Non posso riassumere qui tutti i suggerimenti e le idee che Ries & Trout offre per trovare un buon "nome" per la tua azienda, né posso offrirti qui il grande contributo
che un Markettaro esperto e un Art Director di talento possono portare all'identificazione e alla creazione di un marchio memorabile.
Quello che posso fare è darti un "indicatore" per testare il tuo marchio e vedere se rientra in 4 possibili categorie.
Ognuna di queste categorie rappresenta un livello di quota di mercato e, anche se non posso dire che siano sempre applicabili, hanno dimostrato nel tempo di fare un buon lavoro.
Alcuni prodotti sono la soluzione standard al problema di un cliente. La maggior parte delle volte la loro azienda ha inventato o sperimentato la soluzione, sfruttando il vantaggio della prima mossa per creare prima, e poi dominare, un mercato. Pensa alla azienda automobilistica FORD e al suo "modello T monocolore"; o a MICROSOFT e alla scelta di essere una "architettura aperta", e come ciò abbia influito sulla loro quota di mercato.
I ribelli sono i pazzi, i disadattati e i piantagrane, e se questo ti risuona il potente spot pubblicitario di APPLE, non dovrebbe sorprenderti. Per ogni "standard" c'è una comunità di persone disposte a rimanere fuori dagli standard, a non conformarsi e a fare le cose in modo contrario. APPLE lo ha fatto rilasciando una "architettura chiusa" per i propri prodotti.
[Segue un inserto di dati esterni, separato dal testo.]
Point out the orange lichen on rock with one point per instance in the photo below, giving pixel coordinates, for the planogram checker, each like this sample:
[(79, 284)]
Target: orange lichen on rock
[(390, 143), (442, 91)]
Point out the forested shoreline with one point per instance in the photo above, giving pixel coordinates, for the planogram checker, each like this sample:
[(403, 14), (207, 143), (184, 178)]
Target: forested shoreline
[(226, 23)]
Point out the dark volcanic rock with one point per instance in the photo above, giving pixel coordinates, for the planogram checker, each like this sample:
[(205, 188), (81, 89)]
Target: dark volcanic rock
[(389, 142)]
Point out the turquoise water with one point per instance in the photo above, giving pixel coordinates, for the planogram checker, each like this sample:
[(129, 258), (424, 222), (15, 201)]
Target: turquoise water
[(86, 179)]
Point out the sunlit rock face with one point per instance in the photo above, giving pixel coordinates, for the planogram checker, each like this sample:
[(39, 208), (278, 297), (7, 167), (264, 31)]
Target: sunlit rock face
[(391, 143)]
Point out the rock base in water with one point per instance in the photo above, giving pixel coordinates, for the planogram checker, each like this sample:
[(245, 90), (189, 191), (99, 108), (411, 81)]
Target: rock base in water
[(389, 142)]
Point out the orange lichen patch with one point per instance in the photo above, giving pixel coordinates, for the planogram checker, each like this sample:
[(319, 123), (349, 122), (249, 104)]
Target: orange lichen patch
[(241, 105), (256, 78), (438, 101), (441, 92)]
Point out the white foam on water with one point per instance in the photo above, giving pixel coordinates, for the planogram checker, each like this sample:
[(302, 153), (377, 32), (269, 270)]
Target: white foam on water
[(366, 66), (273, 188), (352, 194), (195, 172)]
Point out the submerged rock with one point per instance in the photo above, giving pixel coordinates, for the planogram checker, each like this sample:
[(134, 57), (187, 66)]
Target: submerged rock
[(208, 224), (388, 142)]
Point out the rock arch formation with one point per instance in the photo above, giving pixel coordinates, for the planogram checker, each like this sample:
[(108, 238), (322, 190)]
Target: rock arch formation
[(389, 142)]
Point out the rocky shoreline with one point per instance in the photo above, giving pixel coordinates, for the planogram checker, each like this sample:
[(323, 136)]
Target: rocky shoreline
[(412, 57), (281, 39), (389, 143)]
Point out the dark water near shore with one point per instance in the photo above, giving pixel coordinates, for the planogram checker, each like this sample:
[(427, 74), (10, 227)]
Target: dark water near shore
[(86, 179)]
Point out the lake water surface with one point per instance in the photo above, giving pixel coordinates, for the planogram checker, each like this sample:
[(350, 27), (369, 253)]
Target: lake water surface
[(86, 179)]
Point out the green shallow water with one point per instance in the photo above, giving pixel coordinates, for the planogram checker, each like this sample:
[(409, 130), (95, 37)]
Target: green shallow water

GM General Motors lo ha fatto offrendo auto di "qualsiasi colore" a una base di clienti meno standardizzabile.
Quando un intero mercato si basa su un'"idea comune", un modo per ritagliarne una quota è quello di negarne l'esistenza stessa. Puoi adottare un approccio completamente diverso, offrire un modo diverso di pensare, negando lo stesso campo di gioco in cui giocano tutti i concorrenti. Pensa a TESLA e a come pretende di rimodellare il mercato della mobilità andando sull'elettrico, predicando che l'esperienza di guida è una sciocchezza e che la guida autonoma è il futuro. Oppure, per rimanere nel regno del software, guarda LINUX e come rivolta il concetto stesso di avere un sistema operativo sviluppato all'interno delle mura di una società. Quindi pensa a quali possibilità avrebbero potuto avere se invece di ispirare il nome di un personaggio dei cartoni animati e di un cane amichevole, avessero chiamato il proprio prodotto qualcosa come "aquila": un nome che richiama asprezza e solitudine.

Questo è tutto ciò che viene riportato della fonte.